Here's my 13-year old son Sterling and myself admiring his first tarpon. He did an awesome job besting this fish on spinning gear with less than a 100 yards of line on the spool (lost 200 yds earlier in the day to a UFO.) He hooked up on his first cast into a pod of fish, but I'll let him tell the story himself tomorrow on his own report. 

The second pic captured one of those moments that you sometimes wished there were a photo documenting a crazy event. My buddy Joe had the camera with the wrist lanyard properly attached and ready for action. The fish was still a little green and the first grab of the leader sent her toward the back of the boat around the poling platform and between the trim tabs and the outboard. I was pulled along leader in hand while Sterling darted toward the stern and Joe jumped up to lend a hand to keep the fish from breaking off. Somehow in the process the camera snapped a shot of the action with all three of our hands on the rod while performing the fire drill.
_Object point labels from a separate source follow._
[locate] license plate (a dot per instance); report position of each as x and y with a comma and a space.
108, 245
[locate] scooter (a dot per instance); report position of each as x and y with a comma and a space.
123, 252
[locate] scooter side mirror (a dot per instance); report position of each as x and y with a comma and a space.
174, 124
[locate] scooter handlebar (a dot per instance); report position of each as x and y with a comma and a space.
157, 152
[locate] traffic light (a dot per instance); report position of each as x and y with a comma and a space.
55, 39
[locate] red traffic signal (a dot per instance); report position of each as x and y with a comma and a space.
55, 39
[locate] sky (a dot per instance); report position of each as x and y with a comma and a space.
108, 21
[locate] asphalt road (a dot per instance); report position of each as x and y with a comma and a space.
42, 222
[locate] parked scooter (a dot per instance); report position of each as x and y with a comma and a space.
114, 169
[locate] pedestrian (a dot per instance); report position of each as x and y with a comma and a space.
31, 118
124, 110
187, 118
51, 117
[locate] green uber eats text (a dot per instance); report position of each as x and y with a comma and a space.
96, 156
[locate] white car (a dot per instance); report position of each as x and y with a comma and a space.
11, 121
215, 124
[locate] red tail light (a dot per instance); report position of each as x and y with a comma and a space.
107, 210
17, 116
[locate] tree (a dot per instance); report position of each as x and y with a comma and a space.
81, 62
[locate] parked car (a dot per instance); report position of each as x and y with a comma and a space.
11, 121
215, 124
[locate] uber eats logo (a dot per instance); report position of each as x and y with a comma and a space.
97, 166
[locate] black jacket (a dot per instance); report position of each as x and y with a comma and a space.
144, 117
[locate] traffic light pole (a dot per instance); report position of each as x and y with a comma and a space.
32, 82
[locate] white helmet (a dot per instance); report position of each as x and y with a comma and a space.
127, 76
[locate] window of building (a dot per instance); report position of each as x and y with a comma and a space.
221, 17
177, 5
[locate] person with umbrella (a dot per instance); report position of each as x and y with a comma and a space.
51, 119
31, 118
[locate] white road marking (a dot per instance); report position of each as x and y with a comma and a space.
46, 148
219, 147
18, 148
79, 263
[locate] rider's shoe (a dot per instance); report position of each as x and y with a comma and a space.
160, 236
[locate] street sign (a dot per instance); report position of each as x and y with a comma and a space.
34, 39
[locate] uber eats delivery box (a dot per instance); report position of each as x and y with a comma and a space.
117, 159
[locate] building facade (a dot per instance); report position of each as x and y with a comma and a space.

It was a great day on the water, Scott Alford showed up on his way down the coast about the time of the release.


----------



## cabolew (Aug 12, 2005)

Congrats Sterling!!! Welcome to the club - hope you enjoy the addiction!!


----------



## Flaco (Mar 22, 2007)

Congrats Sterling! Great fish and picture! I heard there were some sharks on fly that day too. Sounds like a great day.


----------



## arius felis (Jun 12, 2007)

your crazy he is only 13


----------



## Bruce J (Jun 27, 2004)

Great job Sterling and Curtiss. I bet that was a particularly fun day for father and son!


----------



## sterling (Jun 19, 2007)

Yeah that was a special day i had real fun catching that fish I hope I catch another one day I will hopefully put another report soon check back.


----------



## sterling (Jun 19, 2007)

Oh Yeah He's Not Crazy I Am Only 13 Arius Felis


----------



## Scott G (May 24, 2004)

Great job little man!!!!
You're playin' w/ the big boys, now!!!
You ready to do it on a fly?
Scott


----------



## Power Fisherman (May 23, 2007)

Sterling,

You are one lucky young man to have a Dad that takes you out there like that.

Great stuff....Great tarpon

Deaver


----------



## LRODARTE (Jul 6, 2008)

nice fish


----------



## The Machine (Jun 4, 2007)

nice pic


----------



## Bill C (May 23, 2004)

That is a fantastic picture!

Congratulations to Sterling.


----------